Georg Baum wrote:
Am Mittwoch, 16. August 2006 18:12 schrieb Abdelrazak Younes:
Lars Gullik Bjønnes wrote:
string.length() will be lying to you when you store utf-8 in it.
Why is that? Because of some trailing \0?
No. utf8 is a multibyte encoding: Some characters use one byte, some two
and some even more AFAIK. The benefit of utf8 is that the ASCII characters
use the same encoding as in the 7bit ASCII code. string.length() therefore
does not always give the number of characters in the string if it is in
utf8.
Hum... I am not I follows everything but let me summarize what I
understand from current code. The std::vectors I am talking about are:
* vector<char>: could be replaced by std::basic_string<char>
* vector<unsigned char>: that is ucs2 right? That could be replaced by
std::basic_string<unsigned char>
* vector<boost::uint32_t>: I guess that is ucs4 and that could be
replaced by std::basic_string<unsigned char>
Internally we should just use one of those three types. The conversion
to this complicate utf8 encoding should happen on input/output only.

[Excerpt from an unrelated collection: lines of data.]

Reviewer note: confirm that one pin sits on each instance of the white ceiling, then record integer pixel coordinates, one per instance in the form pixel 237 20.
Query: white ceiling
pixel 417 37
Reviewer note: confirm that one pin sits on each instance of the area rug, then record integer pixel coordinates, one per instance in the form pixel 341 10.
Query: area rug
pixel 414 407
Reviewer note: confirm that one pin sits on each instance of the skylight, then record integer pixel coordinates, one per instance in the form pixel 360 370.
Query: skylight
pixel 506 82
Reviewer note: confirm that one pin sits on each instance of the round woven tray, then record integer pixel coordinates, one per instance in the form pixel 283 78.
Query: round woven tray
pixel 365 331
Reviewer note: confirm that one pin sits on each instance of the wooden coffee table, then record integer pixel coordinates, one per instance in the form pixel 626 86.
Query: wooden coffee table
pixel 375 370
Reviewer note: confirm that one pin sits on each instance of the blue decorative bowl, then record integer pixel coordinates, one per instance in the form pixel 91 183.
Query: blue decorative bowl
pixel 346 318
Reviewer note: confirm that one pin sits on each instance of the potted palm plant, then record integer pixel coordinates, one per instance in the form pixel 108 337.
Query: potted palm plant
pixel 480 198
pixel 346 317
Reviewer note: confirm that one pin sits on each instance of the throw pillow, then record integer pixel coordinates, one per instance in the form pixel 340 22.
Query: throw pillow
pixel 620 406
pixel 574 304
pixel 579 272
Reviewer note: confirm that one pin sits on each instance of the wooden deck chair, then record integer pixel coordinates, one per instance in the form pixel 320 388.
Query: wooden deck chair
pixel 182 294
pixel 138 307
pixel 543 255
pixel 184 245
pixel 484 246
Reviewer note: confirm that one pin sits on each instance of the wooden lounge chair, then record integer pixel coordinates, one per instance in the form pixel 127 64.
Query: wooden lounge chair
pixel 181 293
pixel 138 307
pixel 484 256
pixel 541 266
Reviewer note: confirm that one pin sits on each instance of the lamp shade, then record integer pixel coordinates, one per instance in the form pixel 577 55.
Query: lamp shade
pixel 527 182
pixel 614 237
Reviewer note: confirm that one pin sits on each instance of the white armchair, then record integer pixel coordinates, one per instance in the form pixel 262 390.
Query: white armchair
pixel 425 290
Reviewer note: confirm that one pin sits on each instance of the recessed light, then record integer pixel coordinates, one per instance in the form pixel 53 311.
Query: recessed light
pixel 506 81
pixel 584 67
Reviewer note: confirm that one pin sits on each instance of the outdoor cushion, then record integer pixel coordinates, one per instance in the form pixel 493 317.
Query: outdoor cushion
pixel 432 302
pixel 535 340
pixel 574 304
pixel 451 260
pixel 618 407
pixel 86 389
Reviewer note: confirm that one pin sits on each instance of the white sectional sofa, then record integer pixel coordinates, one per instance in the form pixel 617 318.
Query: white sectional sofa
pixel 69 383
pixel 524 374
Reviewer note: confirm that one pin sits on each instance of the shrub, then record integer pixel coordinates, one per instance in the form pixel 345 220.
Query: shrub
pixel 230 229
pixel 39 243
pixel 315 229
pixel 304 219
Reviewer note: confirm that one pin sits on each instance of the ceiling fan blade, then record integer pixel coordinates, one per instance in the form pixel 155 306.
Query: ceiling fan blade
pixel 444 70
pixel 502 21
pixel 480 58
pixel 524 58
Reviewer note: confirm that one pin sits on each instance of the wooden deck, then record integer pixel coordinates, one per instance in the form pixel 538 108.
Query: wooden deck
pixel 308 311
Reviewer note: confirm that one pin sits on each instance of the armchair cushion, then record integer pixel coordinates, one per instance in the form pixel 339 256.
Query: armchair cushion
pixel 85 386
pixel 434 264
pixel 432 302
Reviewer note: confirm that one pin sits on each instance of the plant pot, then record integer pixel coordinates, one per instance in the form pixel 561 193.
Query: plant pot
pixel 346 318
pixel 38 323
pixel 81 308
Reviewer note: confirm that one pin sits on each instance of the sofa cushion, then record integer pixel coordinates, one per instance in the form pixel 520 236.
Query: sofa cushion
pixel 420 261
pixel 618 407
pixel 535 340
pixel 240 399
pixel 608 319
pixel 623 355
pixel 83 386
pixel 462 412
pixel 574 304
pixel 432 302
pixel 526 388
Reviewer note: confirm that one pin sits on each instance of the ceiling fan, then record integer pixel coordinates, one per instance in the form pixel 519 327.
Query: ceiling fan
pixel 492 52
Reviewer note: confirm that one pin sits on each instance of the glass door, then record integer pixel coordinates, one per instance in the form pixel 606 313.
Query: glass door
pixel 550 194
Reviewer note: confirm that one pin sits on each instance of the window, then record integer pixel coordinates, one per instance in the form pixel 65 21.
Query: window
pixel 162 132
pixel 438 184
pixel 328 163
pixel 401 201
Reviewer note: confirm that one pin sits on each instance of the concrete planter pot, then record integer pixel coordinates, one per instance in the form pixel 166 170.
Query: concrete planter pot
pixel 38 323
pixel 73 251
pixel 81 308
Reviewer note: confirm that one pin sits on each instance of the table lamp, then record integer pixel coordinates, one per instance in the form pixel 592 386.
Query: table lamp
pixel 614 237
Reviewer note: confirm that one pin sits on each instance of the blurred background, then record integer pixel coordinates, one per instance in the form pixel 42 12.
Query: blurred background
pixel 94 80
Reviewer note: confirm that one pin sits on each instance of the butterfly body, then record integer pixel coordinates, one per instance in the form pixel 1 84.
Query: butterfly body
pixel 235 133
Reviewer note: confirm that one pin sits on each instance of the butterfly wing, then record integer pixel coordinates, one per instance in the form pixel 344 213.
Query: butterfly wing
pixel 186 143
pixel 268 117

Handling a multi-byte encoding internally is just a recipe for a buggy
future IMHO.
So what I do not get right here?
If the different parts all talk the same language why would there be any
confusion? I mean, if it is just a matter of adding plus or minus one,
that's not a big deal. And I guess we could still of course subclass
basic_string and re-implement length(), couldn't we?
That would not be so easys, because we would need to parse the utf8 encoded
string. Better leave that to some library.
Georg